Understanding Latency

Last updated on 2025-05-11 | Edit this page

Overview

Questions

  • Why is it faster to read/write a single 100 MB file, than 100 files of 1 MB each?
  • How many orders of magnitude slower are disk accesses than RAM?
  • What’s the cost of creating a list?

Objectives

  • Able to identify the relationship between different latencies relevant to software.
  • Demonstrate how to implement parallel network requests.
  • Justify the re-use of existing variables over creating new ones.

Accessing Disk


When reading data from a file, it is first transferred from the disk to the disk cache and then to the RAM (the computer’s main memory, where variables are stored). The latency to access files on disk is another order of magnitude higher than accessing normal variables.

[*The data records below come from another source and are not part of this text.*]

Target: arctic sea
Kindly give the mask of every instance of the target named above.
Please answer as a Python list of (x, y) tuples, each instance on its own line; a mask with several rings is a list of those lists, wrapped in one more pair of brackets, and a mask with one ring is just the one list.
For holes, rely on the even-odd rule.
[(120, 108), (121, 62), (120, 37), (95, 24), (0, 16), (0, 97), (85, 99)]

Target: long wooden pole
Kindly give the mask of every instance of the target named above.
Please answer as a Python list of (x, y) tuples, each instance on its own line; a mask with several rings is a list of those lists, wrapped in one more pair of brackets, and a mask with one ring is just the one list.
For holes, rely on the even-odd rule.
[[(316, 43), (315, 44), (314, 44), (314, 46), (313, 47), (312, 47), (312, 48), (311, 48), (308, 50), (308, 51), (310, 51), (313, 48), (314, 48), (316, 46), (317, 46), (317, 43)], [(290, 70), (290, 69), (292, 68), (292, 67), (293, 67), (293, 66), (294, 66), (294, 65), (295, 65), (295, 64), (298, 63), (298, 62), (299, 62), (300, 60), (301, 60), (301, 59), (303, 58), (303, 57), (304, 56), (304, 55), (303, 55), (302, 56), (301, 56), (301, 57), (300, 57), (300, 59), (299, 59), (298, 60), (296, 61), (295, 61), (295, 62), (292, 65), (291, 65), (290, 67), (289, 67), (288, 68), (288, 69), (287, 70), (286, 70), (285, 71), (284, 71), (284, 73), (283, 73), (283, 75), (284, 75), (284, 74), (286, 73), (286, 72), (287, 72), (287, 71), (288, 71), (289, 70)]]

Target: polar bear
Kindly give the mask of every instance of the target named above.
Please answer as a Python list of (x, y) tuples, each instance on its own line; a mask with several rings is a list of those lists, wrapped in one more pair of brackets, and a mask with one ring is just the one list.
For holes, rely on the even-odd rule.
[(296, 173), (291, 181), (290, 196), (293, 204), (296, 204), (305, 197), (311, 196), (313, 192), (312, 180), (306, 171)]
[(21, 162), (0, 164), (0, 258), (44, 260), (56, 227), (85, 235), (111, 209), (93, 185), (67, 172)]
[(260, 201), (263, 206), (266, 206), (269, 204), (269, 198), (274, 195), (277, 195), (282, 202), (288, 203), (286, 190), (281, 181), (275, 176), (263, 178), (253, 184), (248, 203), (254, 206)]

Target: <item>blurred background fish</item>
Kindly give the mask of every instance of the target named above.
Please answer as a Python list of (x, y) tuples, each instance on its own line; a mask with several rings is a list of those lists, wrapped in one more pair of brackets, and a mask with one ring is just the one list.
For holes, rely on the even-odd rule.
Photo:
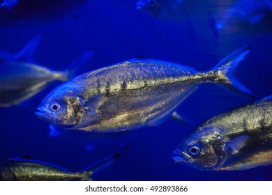
[[(0, 1), (0, 5), (5, 1)], [(181, 5), (195, 33), (196, 38), (192, 39), (194, 36), (186, 29), (185, 16), (182, 15), (178, 22), (173, 21), (171, 17), (163, 20), (137, 10), (138, 1), (81, 1), (82, 6), (79, 7), (66, 3), (56, 13), (50, 8), (46, 10), (37, 8), (36, 11), (30, 5), (26, 8), (32, 11), (22, 15), (24, 16), (22, 19), (15, 13), (24, 12), (22, 10), (15, 12), (15, 6), (9, 8), (5, 6), (8, 4), (6, 1), (0, 9), (6, 10), (0, 12), (3, 14), (0, 16), (2, 20), (0, 48), (8, 52), (6, 53), (16, 55), (36, 34), (42, 33), (43, 41), (33, 56), (35, 63), (32, 60), (31, 63), (48, 65), (54, 70), (61, 70), (95, 45), (99, 49), (88, 61), (91, 66), (80, 68), (82, 74), (138, 56), (208, 70), (230, 52), (243, 45), (250, 45), (252, 51), (233, 72), (234, 77), (254, 92), (257, 100), (271, 93), (272, 33), (269, 11), (255, 24), (239, 22), (237, 26), (218, 29), (218, 20), (220, 22), (222, 16), (235, 7), (239, 0), (184, 1)], [(268, 1), (266, 1), (267, 3)], [(36, 2), (33, 1), (33, 5)], [(54, 1), (47, 3), (57, 3)], [(73, 10), (61, 13), (65, 10)], [(38, 11), (44, 15), (43, 17), (38, 17)], [(0, 72), (3, 64), (0, 64)], [(54, 82), (52, 87), (56, 87), (57, 84), (58, 82)], [(0, 107), (1, 159), (28, 154), (36, 159), (77, 171), (93, 162), (90, 162), (90, 156), (96, 162), (114, 153), (120, 145), (129, 143), (130, 152), (122, 153), (122, 158), (112, 164), (110, 169), (93, 176), (94, 180), (255, 180), (258, 178), (272, 180), (269, 174), (272, 166), (260, 166), (243, 171), (202, 171), (173, 163), (171, 158), (173, 150), (181, 139), (194, 128), (182, 125), (169, 118), (158, 126), (137, 131), (101, 134), (61, 130), (60, 132), (52, 130), (50, 134), (48, 124), (39, 120), (33, 113), (51, 90), (47, 88), (36, 94), (27, 101), (27, 106)], [(190, 120), (197, 126), (223, 111), (252, 101), (208, 84), (199, 86), (194, 95), (187, 98), (176, 111), (186, 121)], [(22, 104), (25, 105), (25, 102)]]
[(54, 81), (66, 81), (93, 54), (89, 51), (63, 71), (27, 62), (7, 61), (1, 65), (0, 107), (12, 107), (29, 99)]
[(40, 43), (40, 34), (38, 34), (17, 54), (10, 54), (6, 51), (0, 50), (0, 63), (7, 61), (33, 62), (33, 56)]
[(243, 31), (245, 27), (257, 24), (271, 28), (272, 9), (269, 3), (264, 0), (234, 1), (217, 13), (216, 27), (222, 31)]
[(114, 154), (75, 172), (29, 157), (15, 157), (0, 162), (1, 181), (91, 180), (91, 177), (112, 164), (120, 154)]
[[(0, 26), (42, 24), (67, 17), (86, 0), (1, 0)], [(78, 17), (74, 13), (71, 17)]]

As such, disk accesses benefit from sequential accesses and reading larger blocks together rather than single variables. Python’s io package is already buffered, so automatically handles this for you in the background.

However before a file can be read, the file system on the disk must be polled to transform the file path to its address on disk to initiate the transfer (or throw an exception).

Following the common theme of this episode, accessing randomly scattered files can be significantly slower than accessing a single larger file of the same size. This is because for each file accessed, the file system must be polled to transform the file path to an address on disk. Traditional hard disk drives particularly suffer, as the read head must physically move to locate data.

Hence, it can be wise to avoid storing outputs in many individual files and to instead create a larger output file.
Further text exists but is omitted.